By Tia Rawlings
Forget eBay, Amazon, and online shopping, Vinted and Depop are making fashion sustainable for the future.
Depop is the fashion marketplace app where the next generation comes to discover unique items, with the motto: “Buy, Sell and Discover Fashion”. With a global community buying, selling, and connecting, it is doing its part to make fashion more inclusive, diverse, and less wasteful.
Vinted (“Don’t Wear It? Sell It!”) is similar as it promotes a second-hand fashion community of more than 45 million members; giving pre-loved fashion a second life and enabling people to make money selling items they no longer need. While eBay sells loads of pre-loved goods, it is also the marketplace for new items.
This is what transforming fashion looks like.

Depop’s numbers rising
Depop is perhaps the most popular today of all the used-clothing apps, especially amongst young people. It had eight million sellers in 2018 – that number rose to more than 30 million at the end of last year.
Shannon Monaghan, 20, BA Fashion student at London Met, Algate, said: ‘I buy all my clothes in charity shops or on Depop. They just have the best stuff, particularly pieces that were released some time ago and are no longer sold in stores, those are the best items.
“And it’s much better for the environment, which is a bonus.”
Making hard cash
Many users of Depop and Vinted find that it is a convenient way to make some extra money, and with a good eye they can profit from items they found at a low price in a charity shop, market, or car boot sale. Sometimes, they are unaware that what they find on the cheap might be worth hundreds.
Wendy Sloane, a lecturer at London Met, managed to get hold of a brown North Face puffer at a car boot sale for £5. “I didn’t realise that the colour was considered vintage and incredibly rare,” she said. “A few years later my daughter sold it for £400.” The jacket was brown with a bright yellow lining, which evidently is highly sought after. Sloane got £50 as a “finder’s reward” from her daughter.

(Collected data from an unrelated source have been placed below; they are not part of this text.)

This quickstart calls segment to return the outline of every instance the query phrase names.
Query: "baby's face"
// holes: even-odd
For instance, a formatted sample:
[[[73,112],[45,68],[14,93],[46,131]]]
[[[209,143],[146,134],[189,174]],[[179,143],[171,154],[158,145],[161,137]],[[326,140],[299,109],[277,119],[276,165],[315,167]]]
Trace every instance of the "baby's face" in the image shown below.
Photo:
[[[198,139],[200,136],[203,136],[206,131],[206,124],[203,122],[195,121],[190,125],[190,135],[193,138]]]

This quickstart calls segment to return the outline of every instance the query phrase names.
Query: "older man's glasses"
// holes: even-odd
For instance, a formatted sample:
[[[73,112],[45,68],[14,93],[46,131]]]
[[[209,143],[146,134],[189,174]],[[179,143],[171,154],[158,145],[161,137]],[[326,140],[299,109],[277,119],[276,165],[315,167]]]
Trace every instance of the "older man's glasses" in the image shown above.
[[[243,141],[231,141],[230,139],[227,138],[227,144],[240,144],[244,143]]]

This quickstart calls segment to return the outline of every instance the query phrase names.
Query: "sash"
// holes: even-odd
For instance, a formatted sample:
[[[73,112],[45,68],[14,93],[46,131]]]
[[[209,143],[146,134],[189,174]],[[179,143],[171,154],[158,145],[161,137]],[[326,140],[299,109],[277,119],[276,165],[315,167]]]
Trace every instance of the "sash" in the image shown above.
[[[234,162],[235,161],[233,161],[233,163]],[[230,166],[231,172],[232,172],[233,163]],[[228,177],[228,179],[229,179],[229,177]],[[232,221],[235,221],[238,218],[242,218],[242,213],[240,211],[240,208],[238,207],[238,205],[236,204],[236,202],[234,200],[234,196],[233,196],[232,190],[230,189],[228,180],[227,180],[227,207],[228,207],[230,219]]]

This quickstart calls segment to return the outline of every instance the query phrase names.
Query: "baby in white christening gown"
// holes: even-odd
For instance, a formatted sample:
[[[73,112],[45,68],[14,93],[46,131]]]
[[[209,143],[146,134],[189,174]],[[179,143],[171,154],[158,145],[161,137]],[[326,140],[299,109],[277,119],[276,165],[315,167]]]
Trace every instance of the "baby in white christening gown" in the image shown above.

Car boots will never go out of style, as many people understandably prefer to try on clothes before they buy to ensure they fit comfortably, and turn their backs on online shopping. Trying on used clothes in a charity shop or alternatively using rental sites such as HURR for easy returns and cost effective outfits that you only want to wear as a one off solves the problem.

Slow fashion best
Fast fashion is popular amongst thousands of popular high-street brands as well as high-end brands but platforms such as Depop and Vinted are thinking of the environmental impact pushing brands to become more sustainable.
The fashion industry is currently responsible for more annual carbon emissions than all international flights and maritime shipping combined. If the industry maintains its course, an increase of 50% in greenhouse gas emissions is expected within a decade, according to a Princeton study.
However, some people are hesitant about pre-owned clothing. Carolina Pedrajas-Botella, 23, third-year BA Journalism student at London Metropolitan University, said: “I never wear vintage clothes because my mum said if someone died in those clothes how would you feel.
“I used to wear vintage clothes but now I can’t get that out of my head.”